Training

Step 4 – Train the G1 Standing Policy¶

Once the extension is installed and the environments are registered, you can start teaching the G1 humanoid to stand still using the RSL-RL training script.

Conceptually, training will:

Create many parallel copies of the G1 environment.
Let the PPO policy try actions and receive standing‑related rewards.
Update the policy parameters over thousands of iterations until it learns to balance.

All commands in this step are run from the extension project root (<G1_STAND_ROOT>).

Run¶

Start training (headless)

From <G1_STAND_ROOT>, run:

python scripts/rsl_rl/train.py --task G1-Stand-Flat-v0 --headless --num_envs 4096

If your GPU has less memory, use fewer envs:

python scripts/rsl_rl/train.py --task G1-Stand-Flat-v0 --headless --num_envs 1024

What the flags do: --task G1-Stand-Flat-v0 selects your registered env; --headless runs without GUI; --num_envs sets parallel environments (lower if OOM).

During training, logs and checkpoints are written under:

logs/rsl_rl/g1_stand_flat/...

This path is controlled by the PPO config’s:

self.experiment_name = "g1_stand_flat"

in G1StandFlatPPORunnerCfg.

Optional: other commands¶

Override max iterations from CLI

python scripts/rsl_rl/train.py --task G1-Stand-Flat-v0 --headless --num_envs 2048 --max_iterations 2000

Record training videos

python scripts/rsl_rl/train.py --task G1-Stand-Flat-v0 --num_envs 512 --video --video_interval 2000 --video_length 200

Video recording is heavier; use after you've confirmed headless training runs successfully.

Monitoring progress¶

Training typically prints:

Iteration number.
Reward statistics (mean/median).
Loss values.

You can also monitor training via TensorBoard (see Visualization → Inspect training with TensorBoard).

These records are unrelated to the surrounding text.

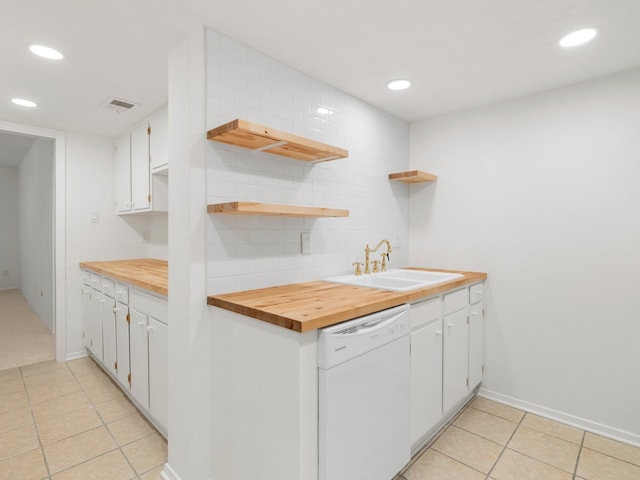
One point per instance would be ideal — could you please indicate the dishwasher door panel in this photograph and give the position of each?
(364, 415)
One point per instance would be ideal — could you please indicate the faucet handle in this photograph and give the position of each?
(358, 266)
(383, 266)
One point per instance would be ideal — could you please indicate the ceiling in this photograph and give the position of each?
(459, 53)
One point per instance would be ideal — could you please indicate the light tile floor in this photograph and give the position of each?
(68, 421)
(492, 441)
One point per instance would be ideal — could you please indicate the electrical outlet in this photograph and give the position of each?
(305, 243)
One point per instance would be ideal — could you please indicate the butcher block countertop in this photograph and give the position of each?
(147, 273)
(307, 306)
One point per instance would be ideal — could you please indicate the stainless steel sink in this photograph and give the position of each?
(397, 280)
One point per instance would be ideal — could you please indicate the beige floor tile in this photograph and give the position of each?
(147, 453)
(13, 401)
(13, 385)
(559, 430)
(110, 466)
(515, 466)
(57, 428)
(102, 393)
(153, 474)
(435, 466)
(596, 466)
(26, 466)
(10, 374)
(115, 409)
(15, 419)
(18, 441)
(44, 392)
(619, 450)
(80, 448)
(546, 448)
(60, 406)
(498, 409)
(130, 429)
(486, 425)
(42, 367)
(468, 448)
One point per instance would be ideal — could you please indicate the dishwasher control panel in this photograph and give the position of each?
(349, 339)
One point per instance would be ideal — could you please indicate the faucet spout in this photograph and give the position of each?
(367, 251)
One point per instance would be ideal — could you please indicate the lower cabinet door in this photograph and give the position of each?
(108, 334)
(139, 358)
(426, 380)
(122, 344)
(456, 359)
(158, 371)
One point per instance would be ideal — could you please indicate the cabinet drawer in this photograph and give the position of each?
(154, 307)
(476, 293)
(122, 293)
(455, 301)
(107, 286)
(423, 313)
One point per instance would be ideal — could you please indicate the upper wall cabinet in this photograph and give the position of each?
(241, 133)
(141, 167)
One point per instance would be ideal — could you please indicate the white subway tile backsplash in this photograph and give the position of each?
(252, 252)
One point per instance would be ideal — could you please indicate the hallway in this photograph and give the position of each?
(23, 337)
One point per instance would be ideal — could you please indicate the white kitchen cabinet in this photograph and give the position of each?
(158, 371)
(476, 341)
(137, 188)
(139, 357)
(455, 359)
(426, 379)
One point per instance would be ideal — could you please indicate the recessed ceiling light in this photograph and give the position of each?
(46, 52)
(324, 111)
(400, 84)
(24, 103)
(578, 37)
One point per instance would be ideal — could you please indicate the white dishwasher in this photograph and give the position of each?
(363, 375)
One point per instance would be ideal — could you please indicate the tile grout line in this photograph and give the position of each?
(35, 426)
(488, 474)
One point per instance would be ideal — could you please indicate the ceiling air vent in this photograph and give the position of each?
(119, 105)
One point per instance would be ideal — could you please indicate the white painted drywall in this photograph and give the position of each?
(9, 238)
(36, 210)
(542, 194)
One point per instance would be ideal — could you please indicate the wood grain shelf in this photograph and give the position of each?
(413, 176)
(242, 133)
(268, 209)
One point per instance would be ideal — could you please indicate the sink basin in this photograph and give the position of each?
(397, 280)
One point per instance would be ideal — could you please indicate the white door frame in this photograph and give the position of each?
(59, 228)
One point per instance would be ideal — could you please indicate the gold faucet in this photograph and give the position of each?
(367, 251)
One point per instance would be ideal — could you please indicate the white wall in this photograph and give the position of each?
(90, 187)
(542, 194)
(252, 252)
(36, 210)
(9, 238)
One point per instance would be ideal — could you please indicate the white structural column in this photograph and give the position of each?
(189, 328)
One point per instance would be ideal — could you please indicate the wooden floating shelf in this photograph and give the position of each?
(241, 133)
(413, 176)
(267, 209)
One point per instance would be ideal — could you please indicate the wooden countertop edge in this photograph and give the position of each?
(102, 268)
(232, 301)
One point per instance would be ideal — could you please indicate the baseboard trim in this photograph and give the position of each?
(562, 417)
(169, 473)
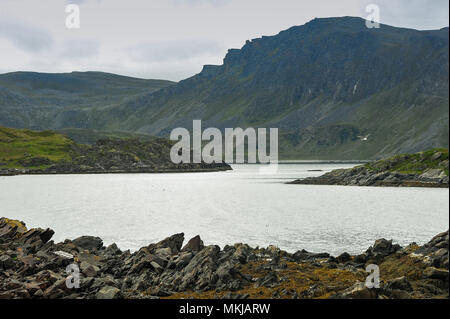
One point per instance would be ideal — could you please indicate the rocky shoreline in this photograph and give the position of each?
(33, 266)
(426, 169)
(147, 170)
(111, 156)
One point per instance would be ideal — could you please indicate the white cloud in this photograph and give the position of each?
(169, 39)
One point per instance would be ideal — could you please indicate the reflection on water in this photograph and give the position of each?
(242, 205)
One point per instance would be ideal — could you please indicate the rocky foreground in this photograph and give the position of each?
(33, 266)
(425, 169)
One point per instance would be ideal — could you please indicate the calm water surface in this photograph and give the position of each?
(242, 205)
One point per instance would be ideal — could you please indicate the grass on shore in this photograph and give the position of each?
(413, 163)
(17, 146)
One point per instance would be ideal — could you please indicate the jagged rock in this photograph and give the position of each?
(108, 292)
(343, 258)
(38, 270)
(89, 242)
(6, 262)
(359, 291)
(89, 270)
(194, 244)
(434, 273)
(381, 249)
(173, 242)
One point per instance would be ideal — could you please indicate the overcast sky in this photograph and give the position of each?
(169, 39)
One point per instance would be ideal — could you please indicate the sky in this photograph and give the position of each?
(169, 39)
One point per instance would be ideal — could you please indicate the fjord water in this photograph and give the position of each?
(242, 205)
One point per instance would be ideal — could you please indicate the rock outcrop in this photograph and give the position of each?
(107, 155)
(425, 169)
(33, 266)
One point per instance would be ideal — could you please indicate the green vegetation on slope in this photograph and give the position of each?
(21, 148)
(416, 163)
(24, 151)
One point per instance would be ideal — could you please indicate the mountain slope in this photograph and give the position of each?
(52, 101)
(324, 85)
(24, 151)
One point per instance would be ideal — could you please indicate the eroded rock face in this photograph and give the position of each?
(32, 266)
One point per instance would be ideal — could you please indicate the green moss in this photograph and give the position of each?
(19, 146)
(413, 163)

What the terminal should look like¶

When everything is wired up correctly and train.py is running, your terminal will look roughly like this:

Screenshot: training terminal output

Figure: Example RSL-RL training output in the terminal (iteration, reward stats, and reward term breakdown) for the G1 standing task.

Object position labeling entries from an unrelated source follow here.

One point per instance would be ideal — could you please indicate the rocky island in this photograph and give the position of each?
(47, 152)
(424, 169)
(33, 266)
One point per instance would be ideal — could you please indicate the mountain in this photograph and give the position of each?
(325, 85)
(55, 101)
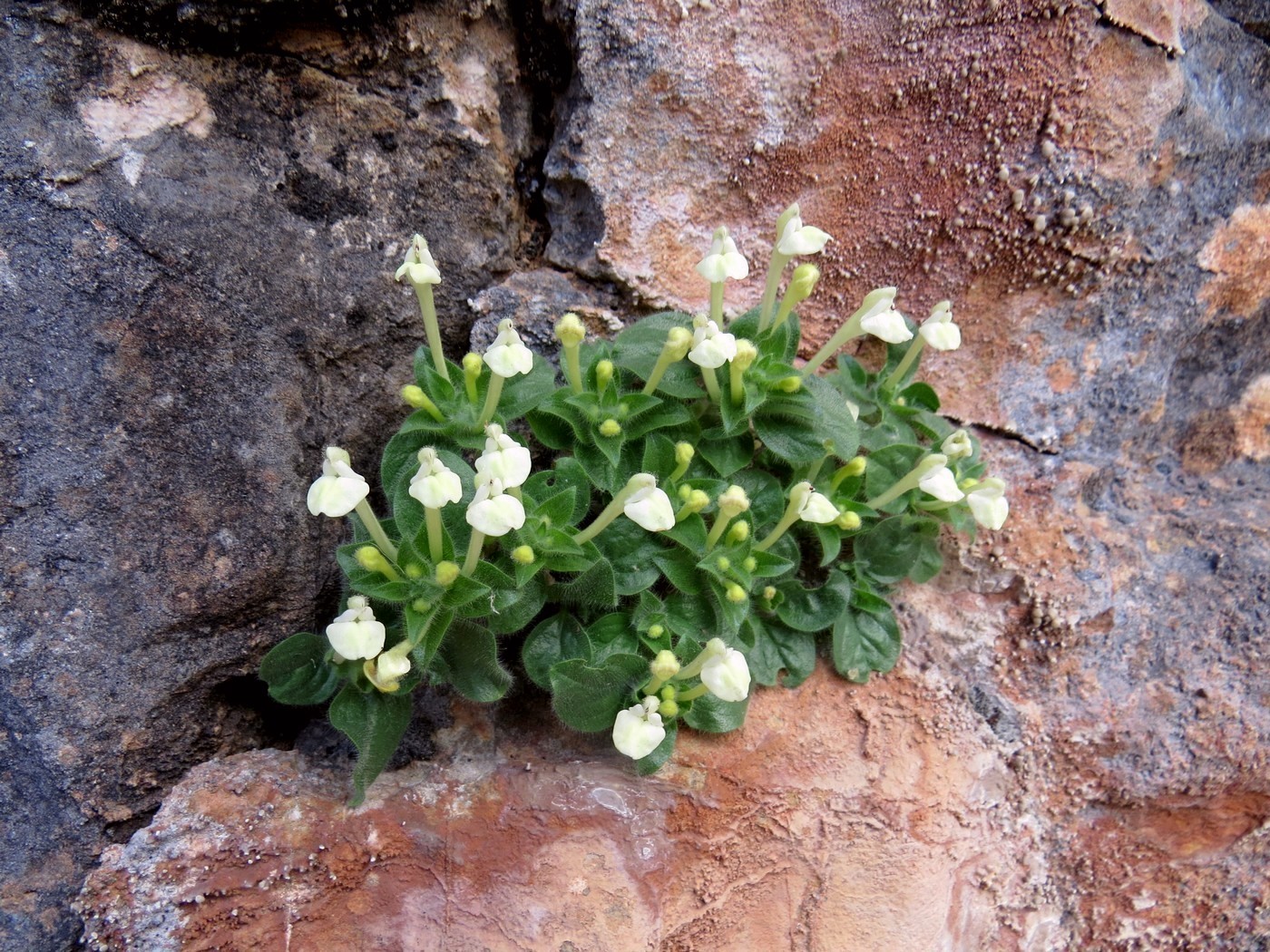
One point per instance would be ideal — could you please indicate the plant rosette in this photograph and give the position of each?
(714, 518)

Expected training outcome¶

If everything is wired correctly, you should see over time:

Average episode reward increasing (or at least stabilizing after some oscillation).
Fewer terminations from falling.
In the play environment, the G1 robot should:
Start with wobbly, unstable behavior.
Gradually learn to recover and stand more upright.
Eventually stand mostly still, with only small corrective motions.

How fast this happens depends on:

Number of environments (--num_envs and scene.num_envs).
GPU performance.
Reward weights and PPO hyperparameters.

Common mistakes¶

Training crashes with AttributeError on rewards
This usually means a reward term name is not present in your installed Isaac Lab version.
The environment config uses hasattr(self.rewards, "...") before changing weights to avoid this, but if you add new reward references, keep using hasattr.
Out of memory (OOM) on GPU
Reduce --num_envs:

python scripts/rsl_rl/train.py --task G1-Stand-Flat-v0 --headless --num_envs 512

Training seems stuck at low reward
Check:
Reward weights in G1StandFlatEnvCfg.
PPO hyperparameters in G1StandFlatPPORunnerCfg.
Whether the robot is actually standing in the play environment (see the next step).

Hardware tip

If you run on a laptop GPU or a card with limited VRAM, it is perfectly fine to: - Lower --num_envs (e.g., 256–1024). - Run fewer iterations first to validate the setup, then scale up.

Checklist after running¶

Confirm logs/rsl_rl/g1_stand_flat/ has at least one run directory.
Check console for reward/loss logs.
Optionally open TensorBoard (see Visualization) to inspect scalars.